First of all, thanks a lot for the link to correct driver package. Now I have Cat 12.8 on C-60 netbook to try.
I will play a little with new driver to estimate changes in performance and then will re-do profiler runs. If strange results will be here still, then will try SDK sample and send binary for your investigation. Will report later.
Unfortunately, can't say anything good about Catalyst 12.8 so far...
With free CPU cores overall performance stayed the same as with Catalyst 11.12, but with busy CPU cores performance became even worse than before... It's long standing issue with recent catalyst drivers: when CPU cores busy, even with idle-priority precesses, GPU usage drops erratically and strong. App execution times increase considerably, even if app CPU priority rised to above normal.
But on C-60 with Cat 11.12 I saw big [b]decrease[/b] in consumed CPU time on busy CPU. This compensated GPU performance drop ( cause another app used more CPU time for good cause). With Catalyst 12.8 overall performance on busy CPU drops still, [b]but[/b] there is no drop in CPU consumption, CPU consumption remains very high, almost whole CPU core remains occupied (for GPU app!!!).
To illustrate this I post performance picture for my app (along X axis some parameter that increase kernel some kernel domain size inside app). Look how increase Elapsed and CPU times after switching to Catalyst 12.8. The same app binary used for all tests...
Well, I tried under Catalyst 12.8, no good...
1. APP Profiler shows correct flags now, both read and write (look picture).
2. But incorrect timings still here.
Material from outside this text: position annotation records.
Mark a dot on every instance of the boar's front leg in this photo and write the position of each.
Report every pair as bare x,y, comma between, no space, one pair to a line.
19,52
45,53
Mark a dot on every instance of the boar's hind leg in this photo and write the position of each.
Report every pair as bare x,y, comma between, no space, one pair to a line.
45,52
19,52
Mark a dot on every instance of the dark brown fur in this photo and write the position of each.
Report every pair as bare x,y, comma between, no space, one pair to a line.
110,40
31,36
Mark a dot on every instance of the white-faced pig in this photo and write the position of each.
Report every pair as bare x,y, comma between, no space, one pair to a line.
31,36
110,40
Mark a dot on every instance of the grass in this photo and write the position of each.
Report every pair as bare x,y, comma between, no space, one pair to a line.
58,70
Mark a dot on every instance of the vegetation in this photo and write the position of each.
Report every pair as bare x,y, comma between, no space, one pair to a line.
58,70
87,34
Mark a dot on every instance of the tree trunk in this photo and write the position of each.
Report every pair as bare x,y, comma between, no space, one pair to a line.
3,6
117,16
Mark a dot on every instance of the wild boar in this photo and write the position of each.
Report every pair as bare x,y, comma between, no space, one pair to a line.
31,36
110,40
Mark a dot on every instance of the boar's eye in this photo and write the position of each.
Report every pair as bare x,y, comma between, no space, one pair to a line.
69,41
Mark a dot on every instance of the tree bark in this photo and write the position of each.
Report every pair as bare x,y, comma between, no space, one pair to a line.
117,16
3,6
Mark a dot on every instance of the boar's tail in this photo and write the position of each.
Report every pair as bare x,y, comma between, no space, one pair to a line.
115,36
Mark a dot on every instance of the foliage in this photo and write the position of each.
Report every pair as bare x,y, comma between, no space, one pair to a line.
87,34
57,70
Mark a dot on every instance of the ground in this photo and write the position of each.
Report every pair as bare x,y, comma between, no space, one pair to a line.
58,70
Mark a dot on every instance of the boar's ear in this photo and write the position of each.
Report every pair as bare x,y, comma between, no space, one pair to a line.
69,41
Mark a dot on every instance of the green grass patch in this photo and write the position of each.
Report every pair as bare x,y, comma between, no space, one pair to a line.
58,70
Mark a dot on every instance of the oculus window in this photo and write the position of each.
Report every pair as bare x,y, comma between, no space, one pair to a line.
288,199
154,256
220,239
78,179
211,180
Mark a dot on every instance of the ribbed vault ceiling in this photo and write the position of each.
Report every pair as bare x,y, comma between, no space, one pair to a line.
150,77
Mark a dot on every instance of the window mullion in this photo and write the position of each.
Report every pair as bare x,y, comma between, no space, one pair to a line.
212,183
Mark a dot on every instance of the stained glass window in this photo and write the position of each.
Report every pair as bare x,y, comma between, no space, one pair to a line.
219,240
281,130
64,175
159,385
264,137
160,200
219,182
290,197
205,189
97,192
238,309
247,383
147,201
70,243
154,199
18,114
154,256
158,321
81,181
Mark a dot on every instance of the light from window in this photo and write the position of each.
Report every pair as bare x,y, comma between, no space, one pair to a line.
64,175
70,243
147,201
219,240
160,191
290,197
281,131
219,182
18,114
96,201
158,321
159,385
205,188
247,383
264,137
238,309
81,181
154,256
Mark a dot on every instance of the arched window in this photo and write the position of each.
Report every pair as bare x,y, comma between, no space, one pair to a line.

Look on picture, line at bottom describes selected map operation.
One can see it's true zero copy one (as I expected it should be). But what time it has?: ~10 milliseconds
Too long for zero copy, right... So, I thins this part of APP Profiler requires improvement too. Data is unreliable. Together with unreliable time stamps for kernels executed in different queues I'm afraid, it makes whole picture too unreliable to base any performance investigations on it . Hope this will be vastly improved in next releases.
For now I will send binary along with input data to you via tour link and will try SDK sample.